Affinity is the first UK water company to partner with SeaBin who have developed an innovative device, which uses a pump to pull up to one and a half tonnes of plastic out of rivers each year.
Despite the lockdown, the regions rivers are still plagued with single use plastic items, such as water bottles. Affinity has committed to process and recycle the plastics they collect using SeaBin’s innovative device.
Every river studied in the UK has had plastics flowing through it. Ranging from the coffee cup lid, water bottles to entire buckets, which eventually goes out to sea. Sir David Attenborough has highlighted the global impact of plastic and it has an enormous impact on England’s globally rare chalk streams too.
Director of Corporate Affairs at Affinity Water, Jake Rigg said: “The great variety of wildlife that resides in our precious habitats, such as Otters and water voles, have been found to be riddled with microplastics as a result of the pollution. We’re pleased to have the opportunity to partner with SeaBin to play a part in tackling this ecological disaster.

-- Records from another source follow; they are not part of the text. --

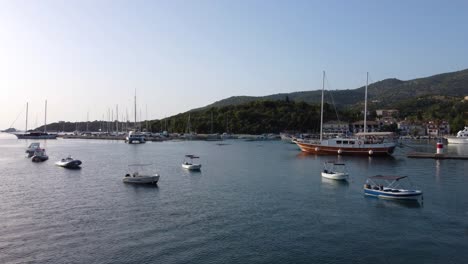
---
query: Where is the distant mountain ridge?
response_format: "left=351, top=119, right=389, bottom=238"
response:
left=196, top=69, right=468, bottom=111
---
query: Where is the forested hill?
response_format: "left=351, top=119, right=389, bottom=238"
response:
left=194, top=69, right=468, bottom=110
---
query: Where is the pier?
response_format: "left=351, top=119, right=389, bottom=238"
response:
left=406, top=152, right=468, bottom=160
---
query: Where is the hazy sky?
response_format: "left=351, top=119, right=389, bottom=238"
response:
left=0, top=0, right=468, bottom=129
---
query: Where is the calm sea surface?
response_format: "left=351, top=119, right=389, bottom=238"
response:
left=0, top=135, right=468, bottom=263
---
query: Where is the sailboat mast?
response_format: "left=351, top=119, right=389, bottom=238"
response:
left=320, top=71, right=325, bottom=142
left=211, top=111, right=213, bottom=134
left=24, top=102, right=29, bottom=132
left=44, top=100, right=47, bottom=133
left=115, top=104, right=119, bottom=133
left=364, top=72, right=369, bottom=133
left=135, top=89, right=137, bottom=130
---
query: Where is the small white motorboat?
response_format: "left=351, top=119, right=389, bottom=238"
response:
left=125, top=131, right=146, bottom=144
left=446, top=126, right=468, bottom=144
left=122, top=164, right=159, bottom=185
left=55, top=156, right=81, bottom=169
left=31, top=148, right=49, bottom=162
left=182, top=154, right=201, bottom=170
left=364, top=175, right=422, bottom=200
left=322, top=161, right=349, bottom=180
left=25, top=142, right=41, bottom=158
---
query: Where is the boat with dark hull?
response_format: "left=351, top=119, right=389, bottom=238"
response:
left=294, top=132, right=396, bottom=156
left=14, top=132, right=58, bottom=139
left=364, top=175, right=423, bottom=200
left=55, top=156, right=81, bottom=169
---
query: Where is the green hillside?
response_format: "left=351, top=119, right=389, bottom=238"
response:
left=195, top=69, right=468, bottom=110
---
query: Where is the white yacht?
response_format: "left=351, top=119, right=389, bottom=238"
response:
left=122, top=164, right=159, bottom=185
left=446, top=126, right=468, bottom=144
left=31, top=148, right=49, bottom=162
left=55, top=156, right=81, bottom=169
left=182, top=155, right=201, bottom=170
left=25, top=142, right=41, bottom=158
left=125, top=131, right=146, bottom=144
left=322, top=161, right=349, bottom=180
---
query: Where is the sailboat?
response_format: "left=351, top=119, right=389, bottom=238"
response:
left=15, top=100, right=57, bottom=139
left=294, top=71, right=397, bottom=156
left=125, top=89, right=146, bottom=144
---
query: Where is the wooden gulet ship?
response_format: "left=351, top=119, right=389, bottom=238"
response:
left=294, top=72, right=396, bottom=156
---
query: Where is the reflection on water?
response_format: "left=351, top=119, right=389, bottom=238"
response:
left=0, top=139, right=468, bottom=264
left=446, top=144, right=468, bottom=156
left=366, top=195, right=423, bottom=208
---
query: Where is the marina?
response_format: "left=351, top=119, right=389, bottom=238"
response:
left=0, top=133, right=468, bottom=263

“A significant proportion of this plastic pollution comes from water bottles and there is a really simple change that people can make to play a part too.

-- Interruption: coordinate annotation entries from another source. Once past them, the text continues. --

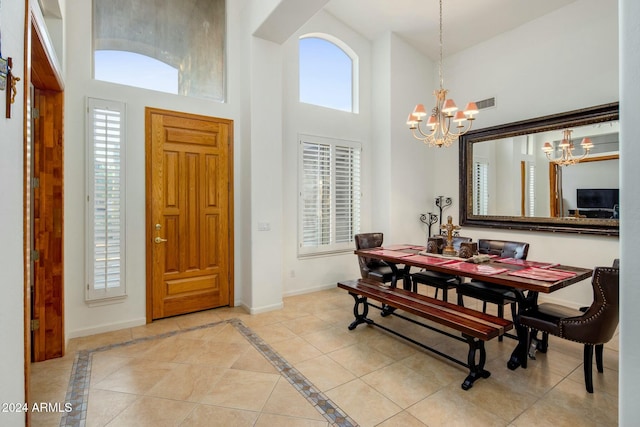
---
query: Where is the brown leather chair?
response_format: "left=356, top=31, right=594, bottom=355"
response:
left=456, top=239, right=529, bottom=341
left=411, top=236, right=471, bottom=301
left=353, top=233, right=393, bottom=283
left=520, top=264, right=620, bottom=393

“We’re encouraging customers to drink tap water using refillable bottles rather than single use plastic bottles. You can download an app called Refill, and when we are finally let out and about again, the app will tell you where you can refill your bottle for free.
“What’s more the average Affinity Water bill is just 40p a day and we use a whopping 153 litres each, every day in the South East – the same amount of bottled water in a supermarket would cost £99 a day.
“So, not only is this real simple change good for the environment, its good for your wallet too and together we can tackle the problem of plastic in our local streams and rivers.”